New and Changed:
- New features for `TextDoc` and `TextCorpus` classes
- added `.save()` methods and `.load()` classmethods, which allows for fast
serialization of parsed documents/corpora and associated metadata to/from
disk --- with an important caveat: if `spacy.Vocab` object used to serialize
and deserialize is not the same, there will be problems, making this format
useful as short-term but not long-term storage
- `TextCorpus` may now be instantiated with an already-loaded spaCy pipeline,
which may or may not have all models loaded; it can still be instantiated
using a language code string ('en', 'de') to load a spaCy pipeline that
includes all models by default
- `TextDoc` methods wrapping `extract` and `keyterms` functions now have full
documentation rather than forwarding users to the wrapped functions themselves;
more irritating on the dev side, but much less irritating on the user side :)

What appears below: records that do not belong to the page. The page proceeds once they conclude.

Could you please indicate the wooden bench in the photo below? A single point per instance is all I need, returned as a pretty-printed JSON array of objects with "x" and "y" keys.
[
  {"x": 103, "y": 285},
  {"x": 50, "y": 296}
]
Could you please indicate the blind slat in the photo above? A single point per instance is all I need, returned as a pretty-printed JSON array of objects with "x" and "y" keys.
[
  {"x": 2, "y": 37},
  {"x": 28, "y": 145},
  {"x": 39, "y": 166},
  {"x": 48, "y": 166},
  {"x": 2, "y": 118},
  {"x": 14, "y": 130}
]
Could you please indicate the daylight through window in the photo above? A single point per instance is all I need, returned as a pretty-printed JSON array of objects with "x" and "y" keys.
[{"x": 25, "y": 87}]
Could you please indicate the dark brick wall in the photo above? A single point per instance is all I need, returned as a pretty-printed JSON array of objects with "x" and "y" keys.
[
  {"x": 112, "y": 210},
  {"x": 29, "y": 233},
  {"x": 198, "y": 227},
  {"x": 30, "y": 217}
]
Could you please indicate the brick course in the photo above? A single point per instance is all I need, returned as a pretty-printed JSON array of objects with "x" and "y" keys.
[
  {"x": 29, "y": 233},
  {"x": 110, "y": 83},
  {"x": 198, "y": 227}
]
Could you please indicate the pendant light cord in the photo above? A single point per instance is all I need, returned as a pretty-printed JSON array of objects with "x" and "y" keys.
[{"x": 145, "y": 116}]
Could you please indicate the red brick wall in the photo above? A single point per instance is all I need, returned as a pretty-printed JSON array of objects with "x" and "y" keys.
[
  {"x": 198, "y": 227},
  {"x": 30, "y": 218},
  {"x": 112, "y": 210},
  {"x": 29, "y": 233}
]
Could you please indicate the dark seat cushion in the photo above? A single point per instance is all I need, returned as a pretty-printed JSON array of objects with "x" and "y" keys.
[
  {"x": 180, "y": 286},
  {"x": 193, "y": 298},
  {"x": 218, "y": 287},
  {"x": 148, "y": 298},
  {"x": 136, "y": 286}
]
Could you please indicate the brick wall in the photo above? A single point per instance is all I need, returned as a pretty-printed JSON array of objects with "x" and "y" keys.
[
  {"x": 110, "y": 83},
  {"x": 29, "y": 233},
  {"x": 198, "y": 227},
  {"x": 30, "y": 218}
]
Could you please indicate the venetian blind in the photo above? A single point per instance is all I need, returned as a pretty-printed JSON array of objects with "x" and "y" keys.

- Added a `distance.py` module containing several document, set, and string distance metrics
- word movers: document distance as distance between individual words represented
by word2vec vectors, normalized
- "word2vec": token, span, or document distance as cosine distance between
(average) word2vec representations, normalized
- jaccard: string or set(string) distance as intersection / overlap, normalized,
with optional fuzzy-matching across set members
- hamming: distance between two strings as number of substititions, optionally
normalized
- levenshtein: distance between two strings as number of substitions, deletions,
and insertions, optionally normalized (and removed a redundant function from
the still-orphaned `math_utils.py` module)
- jaro-winkler: distance between two strings with variable prefix weighting, normalized
- Added `most_discriminating_terms()` function to `keyterms` module to take a collection of documents split into two exclusive groups and compute the most discriminating terms for group1-and-not-group2 as well as group2-and-not-group1
Fixed:
- fixed variable name error in docs usage example (thanks to licyeus, PR 23)